Una pronuncia che suscita molti dubbi tra gli esperti. Secondo Giancarlo Forestieri, ordinario di Economia degli intermediari finanziari all'università Bocconi: «A una prima lettura la sentenza suscita più di una perplessità. Innanzitutto sembra dire che l'investimento in un fondo vada valutato sulla base dei risultati complessivi del mercato senza neanche riferimento benchmark. Una valutazione che si può fare solo ex post. In secondo luogo sembra dire che le performance della gestione di un fondo vadano considerate trimestre per trimestre. Sono anni che c'è un dibattito su come si possa contrastare lo short termism, che può provocare dei danni alla crescita del mercato. La sentenza sembra invece premiare proprio il comportamento che anche in sede europea si vuole contrastare».
Le sentenze si occupano di casi concreti, spesso "remoti, e nella vicenda all'esame della Cassazione erano avvenuti agli inizi degli anni novanta. Inoltre i risparmiatori che hanno citato in giudizio la loro banca per l'eccessiva prudenza, hanno lamentato che si fosse tenuta appunto troppo timida nella gestione del pacchetto azionario. Il massimo fissato dal mandato di gestione era del 30% mentre l'istituto si era tenuto costantemente tra il 3,21 e il 13,47 per cento. Il risparmiatore in questo modo non aveva goduto del buon andamento del mercato azionario e aveva chiesto i danni. «Agli inizi degli anni novanta - spiega Simone Mariotti, promotore finanziario e saggista – la gestione era molto diversa da quella attuale e più approssimativa. La gestione dei portafogli era spesso statica e si tendeva a collocarci dentro titoli invenduti. La pratica attuale è più articolata e se il gestore opera all'interno del proprio mandato, il suo comportamento non può essere censurato solo per il fatto che il risultato non sia stato brillante». Secondo Edoardo Guffanti, responsabile della commissione Banche dell'ordine dei commercialisti di Milano: «Se si affermasse il principio secondo il quale investire il patrimonio in misura inferiore al massimo previsto nel contratto di gestione può esporre il gestore a responsabilità, poiché può configurare un comportamento colposo nell'adempimento del mandato, la conseguenza potrebbe essere una progressiva riduzione delle linee a gestione attiva. Il gestore si troverebbe, infatti, esposto al rischio di contestazioni da parte dei clienti in tutti i casi in cui una scelta di allocazione prudente (molto inferiore al massimo) abbia coinciso con una fase di rialzo dell'asset class sottopesata. Una prognosi postuma alquanto rischiosa per il gestore».

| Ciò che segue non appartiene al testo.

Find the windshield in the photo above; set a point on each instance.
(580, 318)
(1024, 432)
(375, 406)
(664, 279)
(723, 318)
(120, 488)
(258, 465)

Resta però la questione dell'informazione della parte debole, ovvero il risparmiatore. Mariotti ricorda infatti: «Il rischio è che a volte il mandato del risparmiatore sia violato perché magari la prudenza indica che si sta facendo altro rispetto a quanto si è spiegato al risparmiatore. Per esempio se si dice che si sta operando in modo bilanciato e invece magari sto facendo un portafoglio sostanzialmente obbligazionario. Oppure se si dice di operare in un certo settore come per esempio nel mercato americano, ma in realtà all'interno di quel mercato si sta operando solo sull'high tech. Questo è successo in passato e una volta scoppiata la bolla il cliente si è trovato con un'esposizione diversa da quella che si aspettava».